Consider using first person if:
- Narrative voice is very important in your genre (YA, chick lit, urban fantasy)
- You need to conceal information from your reader (mystery, unreliable narrator)
- Your narrator character is likely to be present for all the major events in your story
- Your narrator character is someone who is likely to be willing to share the information you need to convey
Consider using third person if:
- There are multiple perspectives you want to cover
- Your story spans multiple locations, with different characters in each location
- There’s simultaneous action going on, so that no one person could be in on all the action
- You want to build suspense by letting readers and some characters know something that another viewpoint character doesn’t know
- You want to get really deep into a character’s head, letting the reader know things the character probably wouldn’t tell anyone
You can always experiment by writing a scene in third person, then going back and changing the pronouns and then figuring out what else needs to change in the switch to first person. Or vice versa. Which works best for this story? Which is more fun or easier for you to write?
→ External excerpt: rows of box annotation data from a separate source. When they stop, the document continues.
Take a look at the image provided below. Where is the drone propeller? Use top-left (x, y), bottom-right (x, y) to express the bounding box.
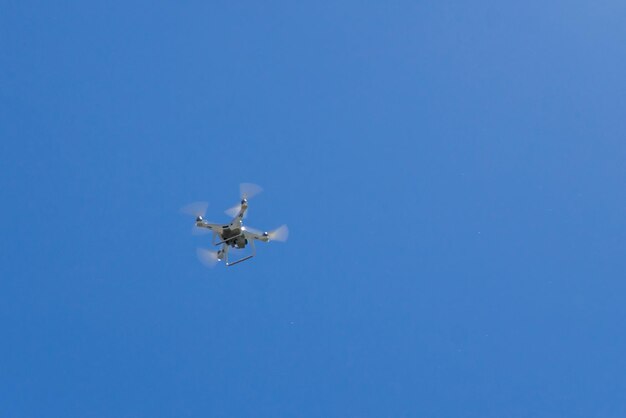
top-left (224, 183), bottom-right (263, 218)
top-left (196, 248), bottom-right (220, 267)
top-left (180, 202), bottom-right (211, 235)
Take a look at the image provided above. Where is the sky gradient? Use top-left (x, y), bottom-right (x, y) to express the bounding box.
top-left (0, 1), bottom-right (626, 418)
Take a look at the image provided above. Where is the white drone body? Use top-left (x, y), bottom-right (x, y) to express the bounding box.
top-left (183, 183), bottom-right (289, 267)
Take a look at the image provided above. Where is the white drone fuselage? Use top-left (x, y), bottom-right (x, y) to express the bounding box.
top-left (196, 199), bottom-right (270, 266)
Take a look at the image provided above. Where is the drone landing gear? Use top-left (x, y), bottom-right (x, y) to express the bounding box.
top-left (224, 240), bottom-right (256, 267)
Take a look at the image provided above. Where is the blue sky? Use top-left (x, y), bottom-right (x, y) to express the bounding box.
top-left (0, 1), bottom-right (626, 418)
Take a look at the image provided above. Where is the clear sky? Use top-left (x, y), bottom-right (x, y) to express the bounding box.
top-left (0, 0), bottom-right (626, 418)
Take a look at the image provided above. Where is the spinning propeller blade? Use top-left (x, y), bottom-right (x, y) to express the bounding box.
top-left (224, 183), bottom-right (263, 218)
top-left (267, 225), bottom-right (289, 242)
top-left (224, 205), bottom-right (241, 218)
top-left (196, 248), bottom-right (220, 267)
top-left (180, 202), bottom-right (212, 235)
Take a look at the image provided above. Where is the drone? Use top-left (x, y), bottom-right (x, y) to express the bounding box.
top-left (181, 183), bottom-right (289, 267)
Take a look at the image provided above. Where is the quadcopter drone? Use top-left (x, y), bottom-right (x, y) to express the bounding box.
top-left (182, 183), bottom-right (289, 267)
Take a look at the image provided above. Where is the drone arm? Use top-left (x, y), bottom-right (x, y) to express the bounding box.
top-left (196, 221), bottom-right (224, 234)
top-left (243, 231), bottom-right (269, 244)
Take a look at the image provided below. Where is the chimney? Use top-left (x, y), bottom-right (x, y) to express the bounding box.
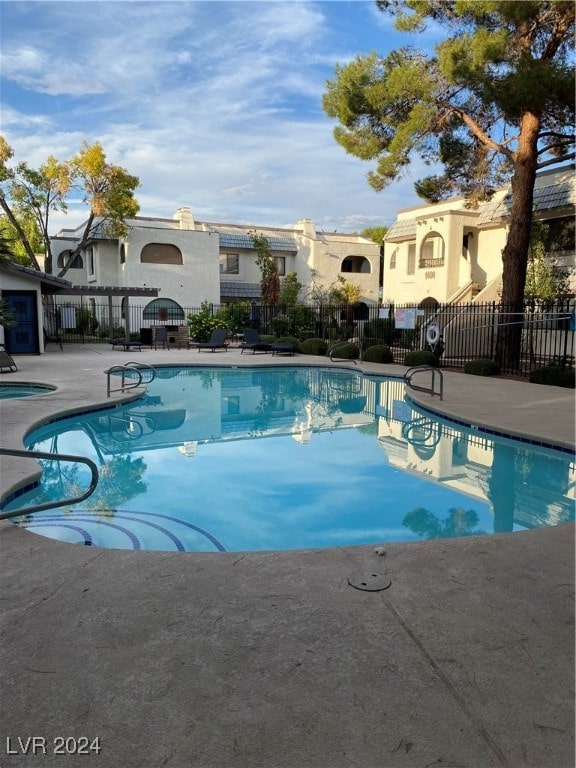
top-left (174, 206), bottom-right (196, 229)
top-left (295, 219), bottom-right (316, 240)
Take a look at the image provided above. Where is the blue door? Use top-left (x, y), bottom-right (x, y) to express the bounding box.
top-left (2, 291), bottom-right (40, 355)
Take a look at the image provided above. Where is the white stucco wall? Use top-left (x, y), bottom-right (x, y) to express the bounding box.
top-left (117, 226), bottom-right (220, 307)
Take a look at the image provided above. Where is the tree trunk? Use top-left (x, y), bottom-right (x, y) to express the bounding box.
top-left (0, 194), bottom-right (40, 271)
top-left (496, 114), bottom-right (540, 370)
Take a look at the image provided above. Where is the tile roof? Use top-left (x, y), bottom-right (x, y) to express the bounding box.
top-left (384, 219), bottom-right (416, 241)
top-left (214, 228), bottom-right (298, 253)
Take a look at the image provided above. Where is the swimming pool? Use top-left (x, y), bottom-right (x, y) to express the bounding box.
top-left (3, 366), bottom-right (575, 551)
top-left (0, 382), bottom-right (56, 400)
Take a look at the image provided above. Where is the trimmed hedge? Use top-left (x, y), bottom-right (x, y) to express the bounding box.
top-left (300, 338), bottom-right (328, 355)
top-left (332, 341), bottom-right (360, 360)
top-left (404, 349), bottom-right (439, 368)
top-left (272, 336), bottom-right (300, 350)
top-left (362, 344), bottom-right (394, 363)
top-left (464, 358), bottom-right (500, 376)
top-left (528, 365), bottom-right (576, 389)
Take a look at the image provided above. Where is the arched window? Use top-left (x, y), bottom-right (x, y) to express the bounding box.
top-left (57, 251), bottom-right (84, 269)
top-left (418, 232), bottom-right (444, 269)
top-left (340, 256), bottom-right (372, 275)
top-left (140, 243), bottom-right (182, 264)
top-left (142, 299), bottom-right (184, 322)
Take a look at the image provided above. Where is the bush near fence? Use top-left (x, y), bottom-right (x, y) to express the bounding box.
top-left (48, 296), bottom-right (576, 376)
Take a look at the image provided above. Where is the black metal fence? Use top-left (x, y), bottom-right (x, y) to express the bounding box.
top-left (46, 297), bottom-right (576, 375)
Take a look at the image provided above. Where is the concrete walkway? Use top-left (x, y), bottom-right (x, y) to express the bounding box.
top-left (0, 346), bottom-right (574, 768)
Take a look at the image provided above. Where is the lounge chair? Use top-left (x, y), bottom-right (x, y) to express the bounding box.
top-left (111, 339), bottom-right (142, 352)
top-left (0, 349), bottom-right (18, 373)
top-left (240, 328), bottom-right (272, 355)
top-left (198, 328), bottom-right (228, 352)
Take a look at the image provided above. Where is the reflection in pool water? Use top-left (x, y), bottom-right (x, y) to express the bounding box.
top-left (5, 367), bottom-right (574, 551)
top-left (0, 382), bottom-right (56, 400)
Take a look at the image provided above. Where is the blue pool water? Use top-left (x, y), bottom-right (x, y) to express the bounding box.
top-left (0, 382), bottom-right (56, 400)
top-left (5, 367), bottom-right (575, 552)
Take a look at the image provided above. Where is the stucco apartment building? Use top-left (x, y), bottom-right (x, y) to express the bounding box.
top-left (383, 166), bottom-right (576, 309)
top-left (51, 207), bottom-right (380, 321)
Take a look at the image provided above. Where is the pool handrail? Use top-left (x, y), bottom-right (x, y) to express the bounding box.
top-left (106, 361), bottom-right (156, 397)
top-left (0, 448), bottom-right (99, 520)
top-left (404, 365), bottom-right (444, 400)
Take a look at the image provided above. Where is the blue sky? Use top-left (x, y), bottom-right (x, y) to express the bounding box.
top-left (0, 0), bottom-right (440, 233)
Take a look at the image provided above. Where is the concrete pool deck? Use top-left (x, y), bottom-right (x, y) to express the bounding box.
top-left (0, 345), bottom-right (574, 768)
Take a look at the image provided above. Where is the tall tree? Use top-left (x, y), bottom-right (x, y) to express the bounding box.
top-left (323, 0), bottom-right (575, 365)
top-left (250, 231), bottom-right (280, 306)
top-left (0, 136), bottom-right (140, 277)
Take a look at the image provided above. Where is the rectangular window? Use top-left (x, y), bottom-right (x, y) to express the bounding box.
top-left (88, 248), bottom-right (96, 277)
top-left (406, 243), bottom-right (416, 275)
top-left (220, 253), bottom-right (240, 275)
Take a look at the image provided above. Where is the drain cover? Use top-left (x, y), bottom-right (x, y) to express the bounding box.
top-left (348, 573), bottom-right (392, 592)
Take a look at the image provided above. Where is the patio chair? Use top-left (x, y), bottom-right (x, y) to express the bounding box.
top-left (0, 349), bottom-right (18, 373)
top-left (152, 325), bottom-right (170, 349)
top-left (198, 328), bottom-right (228, 352)
top-left (240, 328), bottom-right (272, 355)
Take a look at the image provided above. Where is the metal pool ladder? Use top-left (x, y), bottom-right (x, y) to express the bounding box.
top-left (106, 361), bottom-right (156, 397)
top-left (404, 365), bottom-right (444, 400)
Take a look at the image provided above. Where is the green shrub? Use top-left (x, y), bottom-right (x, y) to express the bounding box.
top-left (300, 338), bottom-right (328, 355)
top-left (186, 301), bottom-right (228, 341)
top-left (528, 365), bottom-right (576, 389)
top-left (271, 304), bottom-right (316, 341)
top-left (404, 349), bottom-right (438, 368)
top-left (464, 358), bottom-right (500, 376)
top-left (362, 344), bottom-right (394, 363)
top-left (272, 336), bottom-right (300, 349)
top-left (330, 341), bottom-right (360, 360)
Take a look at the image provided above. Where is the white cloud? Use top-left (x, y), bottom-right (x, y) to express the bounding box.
top-left (1, 0), bottom-right (428, 231)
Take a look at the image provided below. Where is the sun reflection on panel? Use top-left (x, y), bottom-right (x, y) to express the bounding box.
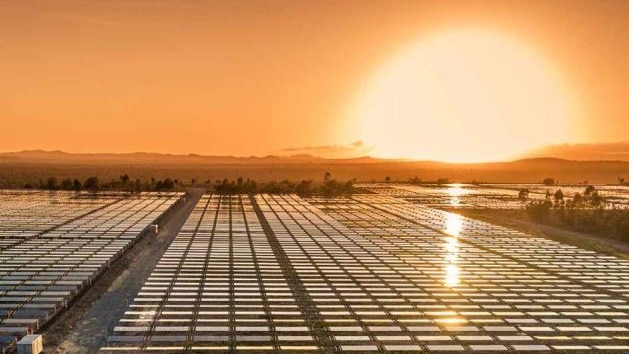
top-left (445, 264), bottom-right (459, 287)
top-left (444, 213), bottom-right (463, 287)
top-left (445, 213), bottom-right (463, 236)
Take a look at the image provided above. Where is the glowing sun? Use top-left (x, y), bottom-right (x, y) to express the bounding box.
top-left (353, 30), bottom-right (571, 162)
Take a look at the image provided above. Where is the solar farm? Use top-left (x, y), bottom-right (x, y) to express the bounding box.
top-left (0, 188), bottom-right (629, 353)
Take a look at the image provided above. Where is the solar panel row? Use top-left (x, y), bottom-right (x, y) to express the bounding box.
top-left (103, 195), bottom-right (629, 352)
top-left (0, 192), bottom-right (181, 348)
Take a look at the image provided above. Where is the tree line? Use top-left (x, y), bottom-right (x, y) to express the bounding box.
top-left (24, 174), bottom-right (183, 192)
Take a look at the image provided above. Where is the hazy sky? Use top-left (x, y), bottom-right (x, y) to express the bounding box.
top-left (0, 0), bottom-right (629, 155)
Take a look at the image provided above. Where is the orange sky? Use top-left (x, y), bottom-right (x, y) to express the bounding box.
top-left (0, 0), bottom-right (629, 155)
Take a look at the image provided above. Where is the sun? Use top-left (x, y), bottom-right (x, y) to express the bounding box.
top-left (353, 29), bottom-right (572, 162)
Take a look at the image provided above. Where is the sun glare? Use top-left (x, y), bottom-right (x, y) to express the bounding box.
top-left (354, 30), bottom-right (572, 162)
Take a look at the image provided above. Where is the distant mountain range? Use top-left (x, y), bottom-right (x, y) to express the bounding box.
top-left (0, 142), bottom-right (629, 165)
top-left (524, 142), bottom-right (629, 161)
top-left (0, 150), bottom-right (382, 165)
top-left (0, 144), bottom-right (629, 187)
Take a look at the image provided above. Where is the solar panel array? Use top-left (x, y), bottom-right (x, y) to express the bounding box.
top-left (0, 191), bottom-right (182, 349)
top-left (102, 195), bottom-right (629, 352)
top-left (356, 183), bottom-right (629, 209)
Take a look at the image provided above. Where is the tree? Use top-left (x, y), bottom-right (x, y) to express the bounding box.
top-left (46, 177), bottom-right (57, 190)
top-left (542, 177), bottom-right (555, 186)
top-left (518, 188), bottom-right (529, 200)
top-left (554, 189), bottom-right (563, 205)
top-left (61, 178), bottom-right (72, 190)
top-left (83, 177), bottom-right (100, 193)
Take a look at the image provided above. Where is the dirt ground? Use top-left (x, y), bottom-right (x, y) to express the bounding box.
top-left (43, 189), bottom-right (202, 354)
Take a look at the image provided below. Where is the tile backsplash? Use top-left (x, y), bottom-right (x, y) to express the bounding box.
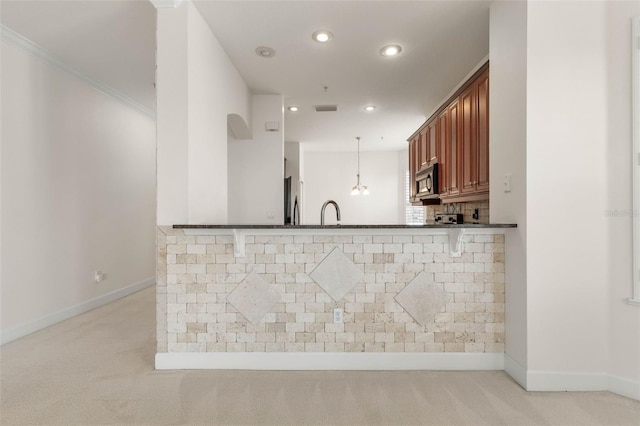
top-left (157, 227), bottom-right (504, 352)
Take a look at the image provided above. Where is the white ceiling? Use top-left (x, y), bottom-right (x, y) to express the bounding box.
top-left (0, 0), bottom-right (491, 150)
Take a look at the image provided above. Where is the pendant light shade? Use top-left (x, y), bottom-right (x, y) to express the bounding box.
top-left (351, 136), bottom-right (369, 195)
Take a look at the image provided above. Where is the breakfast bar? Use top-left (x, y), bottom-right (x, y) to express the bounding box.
top-left (156, 224), bottom-right (515, 369)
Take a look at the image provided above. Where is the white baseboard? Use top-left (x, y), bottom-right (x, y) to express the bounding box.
top-left (0, 277), bottom-right (156, 345)
top-left (504, 354), bottom-right (527, 389)
top-left (526, 370), bottom-right (609, 392)
top-left (156, 352), bottom-right (504, 370)
top-left (609, 376), bottom-right (640, 401)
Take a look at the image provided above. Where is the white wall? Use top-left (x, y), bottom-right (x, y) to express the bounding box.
top-left (606, 1), bottom-right (640, 394)
top-left (284, 142), bottom-right (302, 223)
top-left (156, 2), bottom-right (251, 225)
top-left (228, 95), bottom-right (284, 225)
top-left (303, 151), bottom-right (406, 225)
top-left (0, 42), bottom-right (155, 341)
top-left (526, 2), bottom-right (610, 376)
top-left (489, 1), bottom-right (527, 385)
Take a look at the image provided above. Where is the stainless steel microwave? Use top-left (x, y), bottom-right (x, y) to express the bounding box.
top-left (415, 163), bottom-right (439, 200)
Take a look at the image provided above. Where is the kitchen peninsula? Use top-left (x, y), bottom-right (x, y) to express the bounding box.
top-left (156, 224), bottom-right (516, 369)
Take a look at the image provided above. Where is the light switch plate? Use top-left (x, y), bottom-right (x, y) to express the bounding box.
top-left (504, 174), bottom-right (511, 192)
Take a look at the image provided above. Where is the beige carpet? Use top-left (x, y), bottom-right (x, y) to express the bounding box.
top-left (0, 288), bottom-right (640, 426)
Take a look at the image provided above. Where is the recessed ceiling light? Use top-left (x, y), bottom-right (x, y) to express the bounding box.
top-left (311, 30), bottom-right (333, 43)
top-left (380, 44), bottom-right (402, 56)
top-left (256, 46), bottom-right (276, 58)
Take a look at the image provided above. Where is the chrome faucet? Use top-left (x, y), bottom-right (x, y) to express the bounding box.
top-left (320, 200), bottom-right (340, 225)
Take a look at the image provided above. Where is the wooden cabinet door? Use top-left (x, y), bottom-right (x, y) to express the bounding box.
top-left (436, 110), bottom-right (449, 196)
top-left (409, 138), bottom-right (418, 201)
top-left (446, 99), bottom-right (460, 196)
top-left (427, 120), bottom-right (440, 164)
top-left (474, 70), bottom-right (489, 192)
top-left (458, 84), bottom-right (478, 194)
top-left (418, 129), bottom-right (429, 170)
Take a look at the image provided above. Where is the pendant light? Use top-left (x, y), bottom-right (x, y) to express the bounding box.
top-left (351, 136), bottom-right (369, 195)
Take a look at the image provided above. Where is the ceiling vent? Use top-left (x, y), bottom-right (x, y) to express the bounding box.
top-left (313, 105), bottom-right (338, 112)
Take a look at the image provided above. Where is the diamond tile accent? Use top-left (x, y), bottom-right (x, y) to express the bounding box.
top-left (395, 272), bottom-right (451, 325)
top-left (309, 247), bottom-right (364, 302)
top-left (227, 272), bottom-right (282, 324)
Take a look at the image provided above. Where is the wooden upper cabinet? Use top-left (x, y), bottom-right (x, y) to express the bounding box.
top-left (409, 63), bottom-right (489, 203)
top-left (417, 129), bottom-right (429, 170)
top-left (445, 99), bottom-right (460, 197)
top-left (426, 120), bottom-right (440, 164)
top-left (435, 110), bottom-right (449, 195)
top-left (474, 70), bottom-right (489, 192)
top-left (459, 84), bottom-right (478, 194)
top-left (409, 138), bottom-right (417, 201)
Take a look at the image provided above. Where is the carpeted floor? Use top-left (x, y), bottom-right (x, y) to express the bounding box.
top-left (0, 288), bottom-right (640, 426)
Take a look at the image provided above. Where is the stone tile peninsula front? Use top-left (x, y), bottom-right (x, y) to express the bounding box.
top-left (156, 225), bottom-right (515, 370)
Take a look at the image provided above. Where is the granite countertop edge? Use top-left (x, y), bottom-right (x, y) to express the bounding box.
top-left (173, 223), bottom-right (518, 229)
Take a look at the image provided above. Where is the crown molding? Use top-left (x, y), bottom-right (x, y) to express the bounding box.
top-left (0, 24), bottom-right (156, 120)
top-left (149, 0), bottom-right (183, 9)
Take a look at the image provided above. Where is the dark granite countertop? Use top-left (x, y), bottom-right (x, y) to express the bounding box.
top-left (173, 223), bottom-right (518, 230)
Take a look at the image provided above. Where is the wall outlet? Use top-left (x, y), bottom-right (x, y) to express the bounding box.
top-left (504, 175), bottom-right (511, 192)
top-left (333, 308), bottom-right (344, 324)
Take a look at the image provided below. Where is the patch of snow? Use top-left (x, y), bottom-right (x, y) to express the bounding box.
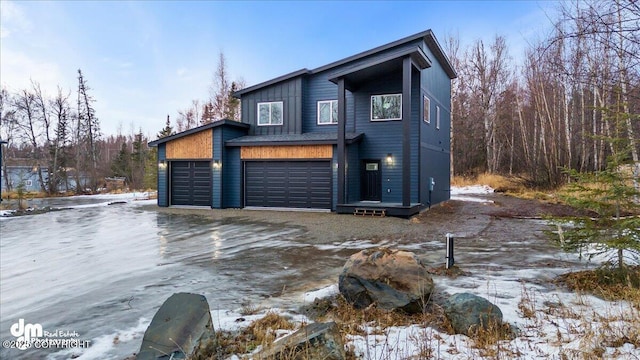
top-left (47, 318), bottom-right (151, 360)
top-left (450, 195), bottom-right (494, 204)
top-left (302, 284), bottom-right (340, 304)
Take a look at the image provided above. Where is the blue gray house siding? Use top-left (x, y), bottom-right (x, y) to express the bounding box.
top-left (158, 144), bottom-right (169, 207)
top-left (149, 31), bottom-right (455, 214)
top-left (420, 42), bottom-right (451, 204)
top-left (222, 128), bottom-right (246, 208)
top-left (241, 77), bottom-right (303, 135)
top-left (211, 127), bottom-right (225, 209)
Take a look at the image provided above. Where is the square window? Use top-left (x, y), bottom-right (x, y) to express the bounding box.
top-left (258, 101), bottom-right (283, 126)
top-left (371, 94), bottom-right (402, 121)
top-left (422, 96), bottom-right (431, 124)
top-left (318, 100), bottom-right (338, 125)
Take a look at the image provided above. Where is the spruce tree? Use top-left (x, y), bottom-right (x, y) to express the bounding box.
top-left (554, 100), bottom-right (640, 272)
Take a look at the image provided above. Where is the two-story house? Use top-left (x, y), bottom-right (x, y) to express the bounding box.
top-left (150, 30), bottom-right (456, 216)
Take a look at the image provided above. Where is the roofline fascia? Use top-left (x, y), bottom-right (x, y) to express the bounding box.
top-left (147, 119), bottom-right (251, 147)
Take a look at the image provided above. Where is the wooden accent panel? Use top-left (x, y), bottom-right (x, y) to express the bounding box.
top-left (167, 129), bottom-right (213, 160)
top-left (240, 145), bottom-right (333, 160)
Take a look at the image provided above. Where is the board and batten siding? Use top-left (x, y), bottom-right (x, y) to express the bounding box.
top-left (156, 144), bottom-right (169, 207)
top-left (302, 75), bottom-right (355, 133)
top-left (221, 127), bottom-right (247, 208)
top-left (420, 38), bottom-right (451, 205)
top-left (349, 72), bottom-right (402, 203)
top-left (240, 145), bottom-right (333, 160)
top-left (345, 144), bottom-right (361, 202)
top-left (166, 129), bottom-right (213, 160)
top-left (241, 76), bottom-right (303, 135)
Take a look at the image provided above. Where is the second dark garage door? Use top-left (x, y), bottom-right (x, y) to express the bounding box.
top-left (171, 161), bottom-right (211, 206)
top-left (245, 161), bottom-right (331, 209)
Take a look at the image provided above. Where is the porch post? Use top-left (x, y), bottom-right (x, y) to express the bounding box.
top-left (402, 56), bottom-right (412, 206)
top-left (338, 78), bottom-right (347, 204)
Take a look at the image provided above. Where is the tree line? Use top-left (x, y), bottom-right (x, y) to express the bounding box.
top-left (167, 52), bottom-right (245, 132)
top-left (445, 0), bottom-right (640, 187)
top-left (0, 70), bottom-right (155, 195)
top-left (0, 53), bottom-right (244, 195)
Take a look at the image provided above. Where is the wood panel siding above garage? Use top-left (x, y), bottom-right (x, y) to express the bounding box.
top-left (166, 129), bottom-right (213, 160)
top-left (240, 145), bottom-right (333, 160)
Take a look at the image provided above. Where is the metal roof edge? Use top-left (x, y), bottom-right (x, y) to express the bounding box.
top-left (148, 119), bottom-right (250, 147)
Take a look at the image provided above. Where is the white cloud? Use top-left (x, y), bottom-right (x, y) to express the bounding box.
top-left (0, 1), bottom-right (32, 39)
top-left (0, 47), bottom-right (71, 94)
top-left (176, 68), bottom-right (187, 77)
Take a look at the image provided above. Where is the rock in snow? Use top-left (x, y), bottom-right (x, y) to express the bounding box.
top-left (136, 293), bottom-right (214, 360)
top-left (442, 293), bottom-right (502, 336)
top-left (253, 322), bottom-right (346, 360)
top-left (338, 248), bottom-right (433, 313)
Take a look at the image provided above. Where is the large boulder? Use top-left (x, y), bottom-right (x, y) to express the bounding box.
top-left (442, 293), bottom-right (502, 336)
top-left (338, 248), bottom-right (433, 313)
top-left (136, 293), bottom-right (215, 360)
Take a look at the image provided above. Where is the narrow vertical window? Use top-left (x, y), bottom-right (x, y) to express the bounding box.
top-left (422, 96), bottom-right (431, 124)
top-left (318, 100), bottom-right (338, 125)
top-left (258, 101), bottom-right (283, 126)
top-left (371, 94), bottom-right (402, 121)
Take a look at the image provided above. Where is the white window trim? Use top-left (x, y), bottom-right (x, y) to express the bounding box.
top-left (422, 95), bottom-right (431, 124)
top-left (256, 101), bottom-right (284, 126)
top-left (316, 100), bottom-right (338, 125)
top-left (369, 93), bottom-right (402, 121)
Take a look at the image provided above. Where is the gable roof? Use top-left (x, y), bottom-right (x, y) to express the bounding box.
top-left (233, 29), bottom-right (458, 98)
top-left (148, 119), bottom-right (250, 147)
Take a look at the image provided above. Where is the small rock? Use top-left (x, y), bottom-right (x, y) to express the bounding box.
top-left (136, 293), bottom-right (215, 360)
top-left (338, 248), bottom-right (434, 313)
top-left (442, 293), bottom-right (502, 336)
top-left (253, 322), bottom-right (346, 360)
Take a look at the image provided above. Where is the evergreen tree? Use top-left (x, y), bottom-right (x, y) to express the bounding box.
top-left (158, 115), bottom-right (174, 139)
top-left (111, 142), bottom-right (131, 181)
top-left (554, 100), bottom-right (640, 272)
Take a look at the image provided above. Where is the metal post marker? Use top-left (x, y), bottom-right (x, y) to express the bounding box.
top-left (445, 233), bottom-right (455, 269)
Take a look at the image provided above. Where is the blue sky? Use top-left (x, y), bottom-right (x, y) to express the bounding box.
top-left (0, 0), bottom-right (556, 139)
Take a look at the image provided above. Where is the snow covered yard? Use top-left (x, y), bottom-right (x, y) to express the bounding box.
top-left (0, 186), bottom-right (640, 360)
top-left (208, 186), bottom-right (640, 360)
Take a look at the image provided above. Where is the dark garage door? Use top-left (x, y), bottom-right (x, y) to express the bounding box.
top-left (245, 161), bottom-right (331, 209)
top-left (171, 161), bottom-right (211, 206)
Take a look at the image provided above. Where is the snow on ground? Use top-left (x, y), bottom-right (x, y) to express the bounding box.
top-left (0, 191), bottom-right (156, 217)
top-left (242, 282), bottom-right (640, 360)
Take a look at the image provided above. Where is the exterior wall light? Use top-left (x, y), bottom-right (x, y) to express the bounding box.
top-left (386, 153), bottom-right (393, 165)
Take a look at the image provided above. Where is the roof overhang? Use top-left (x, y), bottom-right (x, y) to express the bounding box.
top-left (148, 119), bottom-right (250, 147)
top-left (329, 46), bottom-right (431, 91)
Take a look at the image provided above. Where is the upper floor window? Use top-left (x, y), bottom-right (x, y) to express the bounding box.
top-left (371, 94), bottom-right (402, 121)
top-left (318, 100), bottom-right (338, 125)
top-left (258, 101), bottom-right (283, 126)
top-left (422, 96), bottom-right (431, 124)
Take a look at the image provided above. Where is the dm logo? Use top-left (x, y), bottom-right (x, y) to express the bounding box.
top-left (10, 319), bottom-right (43, 350)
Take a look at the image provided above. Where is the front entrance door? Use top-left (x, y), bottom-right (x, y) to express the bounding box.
top-left (360, 160), bottom-right (382, 201)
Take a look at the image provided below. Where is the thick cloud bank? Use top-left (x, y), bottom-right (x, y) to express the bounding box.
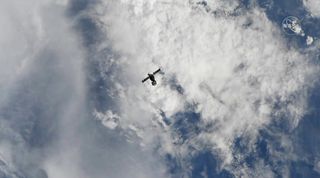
top-left (0, 0), bottom-right (319, 178)
top-left (303, 0), bottom-right (320, 17)
top-left (91, 0), bottom-right (317, 175)
top-left (0, 0), bottom-right (164, 178)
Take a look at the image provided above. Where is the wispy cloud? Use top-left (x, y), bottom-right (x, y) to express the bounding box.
top-left (92, 0), bottom-right (318, 175)
top-left (303, 0), bottom-right (320, 17)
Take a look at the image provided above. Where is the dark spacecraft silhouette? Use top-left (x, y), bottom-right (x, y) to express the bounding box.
top-left (142, 69), bottom-right (161, 86)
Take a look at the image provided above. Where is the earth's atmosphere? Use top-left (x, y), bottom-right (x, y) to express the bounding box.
top-left (0, 0), bottom-right (320, 178)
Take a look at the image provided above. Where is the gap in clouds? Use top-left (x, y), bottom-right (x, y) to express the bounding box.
top-left (87, 1), bottom-right (320, 177)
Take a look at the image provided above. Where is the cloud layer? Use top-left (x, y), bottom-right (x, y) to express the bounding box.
top-left (303, 0), bottom-right (320, 17)
top-left (92, 0), bottom-right (317, 175)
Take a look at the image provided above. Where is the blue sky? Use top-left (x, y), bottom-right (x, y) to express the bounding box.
top-left (0, 0), bottom-right (320, 178)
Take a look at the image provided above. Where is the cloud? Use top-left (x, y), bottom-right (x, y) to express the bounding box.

There are also ways to mix it up. A lot of “new adult” books use first person for the heroine’s perspective and third person for other characters. Two (or more) characters might switch off in first-person narration (just be sure to label clearly when you switch voices). You can intersperse letters/texts/e-mails/journal entries to add some first-person narration to a third-person story.
The important thing is that you convey the information the reader needs to know and that the reader is clear on whose perspective the story is in at any given time — unless it’s part of the story that the narrator is a mysterious figure.